I know a lot of people don’t like ESPN’s attempt to create a strip or banner at the top of the screen for a score display for tennis coverage; it’s rather non-intuitive. But everything is strips these days – the only networks that still use a box for ANY sport, not counting tennis, are CBS for football and TNT for basketball. And tennis doesn’t lend itself well to a strip; even after importing its post-“Sunday Night Football” broadcast package, NBC still uses a box for tennis, and so does its corporate sibling USA, and so does CBS, and so does the Tennis Channel.

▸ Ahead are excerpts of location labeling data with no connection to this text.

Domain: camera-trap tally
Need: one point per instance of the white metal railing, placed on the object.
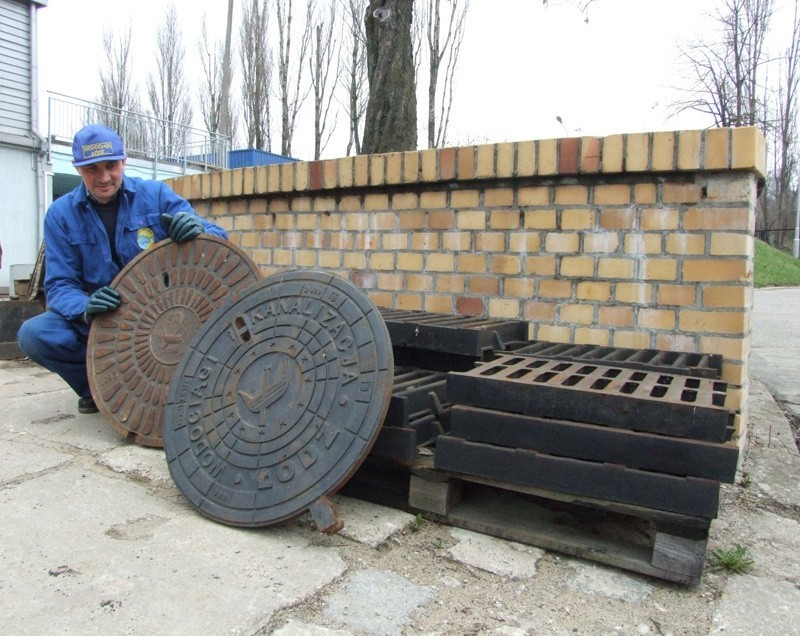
(144, 136)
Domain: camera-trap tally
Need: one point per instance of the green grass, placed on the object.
(774, 268)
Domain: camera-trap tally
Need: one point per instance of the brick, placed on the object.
(444, 219)
(561, 242)
(658, 269)
(464, 199)
(411, 220)
(662, 319)
(454, 284)
(617, 219)
(681, 193)
(454, 241)
(726, 244)
(540, 220)
(470, 220)
(659, 219)
(612, 194)
(394, 168)
(663, 151)
(553, 288)
(504, 308)
(713, 321)
(548, 157)
(637, 150)
(615, 316)
(466, 163)
(433, 200)
(490, 242)
(571, 195)
(716, 149)
(577, 219)
(411, 163)
(505, 160)
(472, 263)
(425, 241)
(419, 283)
(689, 145)
(440, 262)
(615, 268)
(504, 219)
(447, 164)
(633, 293)
(748, 150)
(689, 244)
(524, 242)
(484, 285)
(533, 196)
(727, 296)
(505, 264)
(498, 197)
(467, 306)
(428, 162)
(568, 156)
(678, 295)
(540, 265)
(602, 242)
(485, 165)
(526, 158)
(577, 266)
(519, 287)
(612, 154)
(593, 290)
(535, 310)
(631, 339)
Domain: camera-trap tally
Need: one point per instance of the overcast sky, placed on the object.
(521, 64)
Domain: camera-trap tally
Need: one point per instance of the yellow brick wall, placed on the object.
(641, 240)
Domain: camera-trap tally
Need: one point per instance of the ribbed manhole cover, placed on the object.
(168, 291)
(278, 400)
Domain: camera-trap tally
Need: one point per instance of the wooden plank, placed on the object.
(688, 496)
(659, 453)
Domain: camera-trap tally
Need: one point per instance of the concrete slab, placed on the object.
(377, 602)
(370, 523)
(505, 558)
(753, 606)
(103, 553)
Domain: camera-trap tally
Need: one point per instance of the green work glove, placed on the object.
(103, 300)
(183, 226)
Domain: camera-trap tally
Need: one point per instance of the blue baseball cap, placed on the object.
(95, 143)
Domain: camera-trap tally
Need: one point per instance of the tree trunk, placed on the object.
(391, 120)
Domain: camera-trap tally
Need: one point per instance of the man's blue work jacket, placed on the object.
(77, 251)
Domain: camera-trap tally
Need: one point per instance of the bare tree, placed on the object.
(442, 50)
(391, 120)
(323, 58)
(256, 59)
(211, 93)
(168, 90)
(290, 68)
(354, 71)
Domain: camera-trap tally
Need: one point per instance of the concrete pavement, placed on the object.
(95, 539)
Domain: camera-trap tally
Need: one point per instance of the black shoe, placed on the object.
(87, 405)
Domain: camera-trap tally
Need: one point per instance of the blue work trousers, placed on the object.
(59, 345)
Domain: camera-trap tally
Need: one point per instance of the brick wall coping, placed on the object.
(718, 149)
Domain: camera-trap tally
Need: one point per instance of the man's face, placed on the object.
(102, 179)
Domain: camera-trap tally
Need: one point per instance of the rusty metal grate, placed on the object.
(647, 401)
(461, 335)
(704, 365)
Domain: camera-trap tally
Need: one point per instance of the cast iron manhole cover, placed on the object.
(278, 400)
(167, 291)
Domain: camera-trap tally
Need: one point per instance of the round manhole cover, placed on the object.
(168, 292)
(278, 400)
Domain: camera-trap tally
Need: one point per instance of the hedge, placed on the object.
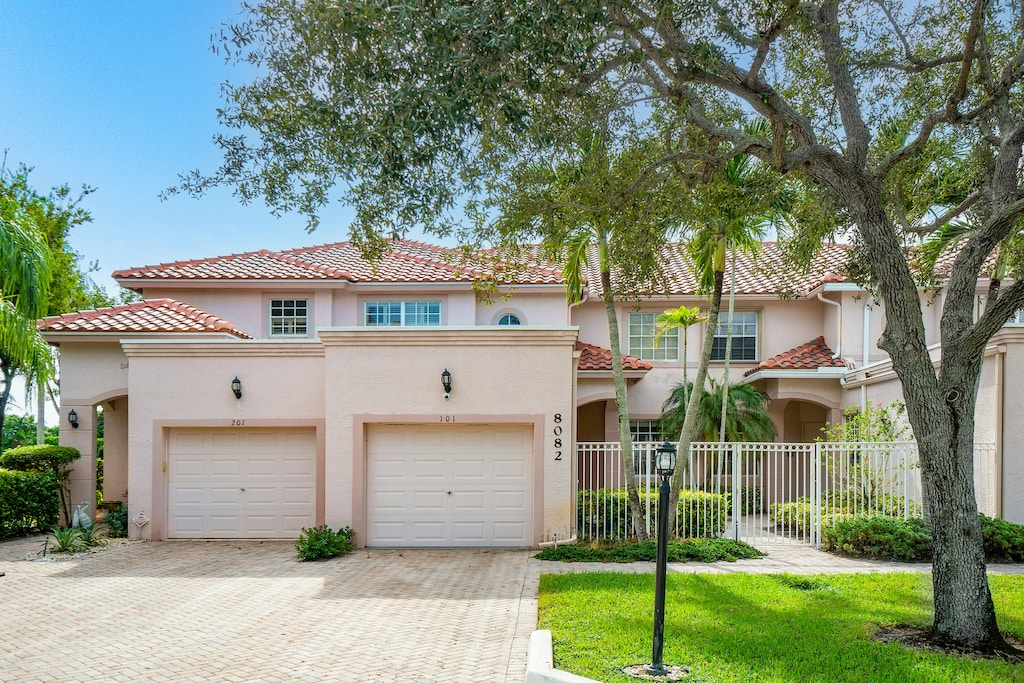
(39, 458)
(910, 540)
(605, 512)
(29, 501)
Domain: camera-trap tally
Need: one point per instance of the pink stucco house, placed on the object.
(250, 395)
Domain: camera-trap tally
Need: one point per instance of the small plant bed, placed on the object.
(690, 550)
(318, 543)
(769, 628)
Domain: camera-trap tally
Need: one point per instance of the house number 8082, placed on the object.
(558, 432)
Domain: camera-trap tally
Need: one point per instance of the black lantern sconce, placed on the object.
(446, 383)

Well, I’ve stumbled upon (no, this is not the Random Discovery of the Week) the BBC’s Wimbledon graphics package, and I believe I may have a solution. You can kind of make it out in this video (which is not the same as the one I’ve linked to):

It’s a box, but it may contain the key to creating a workable tennis strip. I’ve created a mock-up based on ESPN’s graphics package:

I would probably want to make the space for the score longer, because “DEUCE” doesn’t fit in that space and I might want to say something like “AD FEDERER” rather than what ESPN does now, which is just “AD” and highlighting whoever has the advantage. And I forgot to include any indication of who’s serving. Break points, set points, match points, and the like would be indicated by a small banner slipping down underneath the strip. I don’t know what I would do for tiebreaks. My guess is either have another little banner fall beneath the strip, similar to what would be done for statistics, or shift over the spaces for sets and games and add a new space. Or separate both sets and games into their own clearly delineated spaces and simply open up a new space to the left of the others for the tiebreak. But that breaks the implied sets-games-points hierarchy.

Thoughts? Ways my idea could be improved? Or am I so off base I need to be whacked with a two-by-four before my abominations become accepted?